Inaugural ‘Lifelong Learning’ event: Q & A with David Lubin

David Lubin

A guest post by Madeline Stone, Wake Forest News and Communication Intern

World War I marked the beginning of a period when a soldier could be severely injured in battle and still survive. In his research on art and World War War I, Charlotte C. Weber Professor of Art David Lubin discovered the work of Anna Coleman Ladd, an American sculptor who began creating prosthetic facial masks for disfigured soldiers.

Ladd’s work became the inspiration for “Flags and Faces: The Visual Culture of America’s First World War,” Lubin’s upcoming book. His findings have been featured in recent weeks in the Washington Post and on NPR’s All Things Considered.

On Oct. 27, Lubin will present “Behind the Mask: World War I, Plastic Surgery, and the Modern Beauty Revolution,” the inaugural Lifelong Learning lecture at 7:30 p.m. at the Byrum Center Auditorium. The lecture will address facial disfigurement, and the subsequent transformation in beauty standards for women, as evidenced by movie star photography, the growth of the makeup industry, and the advent of beauty pageants such as Miss America.

This event is free and open to the public.

What sparked your interest in these World War I masks?

About seven years ago, I started writing a book about American art in the First World War. I was interested in all the different ways the visual culture of America was transformed by the First World War. I was looking at everyday life objects and wondering how people’s faces and bodies changed. I was fascinated to find these soldiers with severe facial wounding that history basically forgets about. It’s chilling and sort of heartrending to think what it must have been like for a man to come home and have his children not recognize him or be afraid to look at him. I did all the research I could on this topic to find out who was trying to improve the lives of these returning soldiers. This led me to the story of Anna Coleman Ladd, who came up with the idea of sculpting prosthetic facemasks for men whose faces were beyond the repair of plastic surgery.

Why do you think Ladd’s story has struck a chord with so many people?

I think what Anna Coleman Ladd was doing was very noble. She had a humanitarian impulse to protect the feelings of these men and their families. When the men would go out on the streets before they had their masks, it was said that strangers would pass out seeing the disfigurement of their faces. When they got their masks, they could go out without worry.

However, modern disability rights perspectives could argue that Ladd’s masks were working in the opposite direction. Part of where our consciousness is today with disabilities is that disabled persons shouldn’t be made to feel the need to hide their physical deformity. So in a sense, masking faces also gave the impression that these soldiers look a certain way that society can’t bear to see.

How is this relevant to today’s world?

In my lecture, I will talk about World War I, facial disfigurement, and the subsequent transformation in beauty standards for women, as evidenced by movie star photography, the growth of the makeup industry, and the advent of beauty pageants such as Miss America. I will discuss the cult of physical beauty that arose in reaction to wartime ugliness. Ladd’s work was the beginning of what has become a huge trend in our society. If you ever make your face look a certain way in a social situation, you’re putting on a mask.

Have students been involved in your research?

I am always getting undergrads involved in my research. I’ll usually teach a seminar on my research topic and then the students will spend a semester picking a topic that’s related to my general topic but is something that is of specific interest to them. This semester I’m teaching a World War I-related course. One of my students, who is a business major, is researching advertising in the First World War. Another student is researching women’s magazines and changing views of beauty in this period. It’s great because I can bounce ideas off of them.

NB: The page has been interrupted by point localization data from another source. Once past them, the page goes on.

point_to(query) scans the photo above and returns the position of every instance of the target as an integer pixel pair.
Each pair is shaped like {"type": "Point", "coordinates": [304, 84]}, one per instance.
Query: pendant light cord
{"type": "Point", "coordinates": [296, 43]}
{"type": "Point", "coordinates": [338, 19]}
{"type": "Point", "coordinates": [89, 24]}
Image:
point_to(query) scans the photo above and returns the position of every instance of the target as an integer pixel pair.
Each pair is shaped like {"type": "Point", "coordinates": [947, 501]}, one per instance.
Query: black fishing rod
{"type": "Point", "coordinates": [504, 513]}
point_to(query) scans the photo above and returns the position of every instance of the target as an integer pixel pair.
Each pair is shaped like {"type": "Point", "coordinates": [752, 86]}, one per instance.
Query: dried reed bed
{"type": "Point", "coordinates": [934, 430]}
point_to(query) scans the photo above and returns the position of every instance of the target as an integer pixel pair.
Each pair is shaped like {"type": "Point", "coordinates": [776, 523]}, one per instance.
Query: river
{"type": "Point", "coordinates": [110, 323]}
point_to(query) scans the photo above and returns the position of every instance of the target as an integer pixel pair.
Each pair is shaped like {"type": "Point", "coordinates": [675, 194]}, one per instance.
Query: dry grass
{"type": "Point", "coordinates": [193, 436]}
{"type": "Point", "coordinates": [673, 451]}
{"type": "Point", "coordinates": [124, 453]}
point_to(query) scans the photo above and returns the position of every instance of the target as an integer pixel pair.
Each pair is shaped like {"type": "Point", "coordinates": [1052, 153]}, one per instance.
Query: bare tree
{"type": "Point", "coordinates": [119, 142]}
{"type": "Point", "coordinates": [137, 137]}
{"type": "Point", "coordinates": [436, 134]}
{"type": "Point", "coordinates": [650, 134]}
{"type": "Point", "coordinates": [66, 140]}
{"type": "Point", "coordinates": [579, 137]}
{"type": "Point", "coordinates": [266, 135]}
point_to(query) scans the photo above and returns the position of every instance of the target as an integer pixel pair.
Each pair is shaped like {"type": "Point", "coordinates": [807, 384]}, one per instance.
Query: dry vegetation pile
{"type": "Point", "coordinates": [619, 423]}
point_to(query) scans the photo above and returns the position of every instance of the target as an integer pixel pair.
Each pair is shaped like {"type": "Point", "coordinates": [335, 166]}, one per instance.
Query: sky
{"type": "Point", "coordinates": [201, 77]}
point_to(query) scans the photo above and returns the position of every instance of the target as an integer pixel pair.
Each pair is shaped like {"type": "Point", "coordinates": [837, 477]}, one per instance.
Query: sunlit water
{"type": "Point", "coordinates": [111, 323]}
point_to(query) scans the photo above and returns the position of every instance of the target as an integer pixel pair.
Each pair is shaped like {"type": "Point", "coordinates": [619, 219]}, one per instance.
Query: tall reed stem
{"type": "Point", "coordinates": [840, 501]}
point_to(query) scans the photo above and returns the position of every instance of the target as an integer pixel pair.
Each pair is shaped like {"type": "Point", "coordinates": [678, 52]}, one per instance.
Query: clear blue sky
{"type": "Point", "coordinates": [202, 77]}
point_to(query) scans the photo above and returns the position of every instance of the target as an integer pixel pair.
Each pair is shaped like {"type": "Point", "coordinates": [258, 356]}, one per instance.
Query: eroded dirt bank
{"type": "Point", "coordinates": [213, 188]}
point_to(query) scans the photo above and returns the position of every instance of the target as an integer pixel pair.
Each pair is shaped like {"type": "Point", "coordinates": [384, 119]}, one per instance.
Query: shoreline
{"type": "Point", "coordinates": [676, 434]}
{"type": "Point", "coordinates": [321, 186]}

How does the story of the masks fit into your other work?

“Flags and Faces” is a small book that’s coming out this February. I have another, larger book called “Grand Illusions” that will come out about a year later. “Grand Illusions” is a bigger, more detailed examination of World War I and how the art and the popular culture were intertwined in a way that convinced Americans to go to war.

What do you hope people will take away from your book, your lecture and your overall research?

For me, through everything I write, I’m trying to understand how we live today by examining in detail how we lived in the past.

I want people to have a better sense of how the visual world that we inhabit alters the way we think about things in terms of identity, in terms of gender and the way we think about the other. Everything is determined by the images that cross our retinas. So, if people become more sophisticated in understanding that their thoughts are affected by the things they see, the hope is that they will become more sophisticated in maybe rejecting some of those things.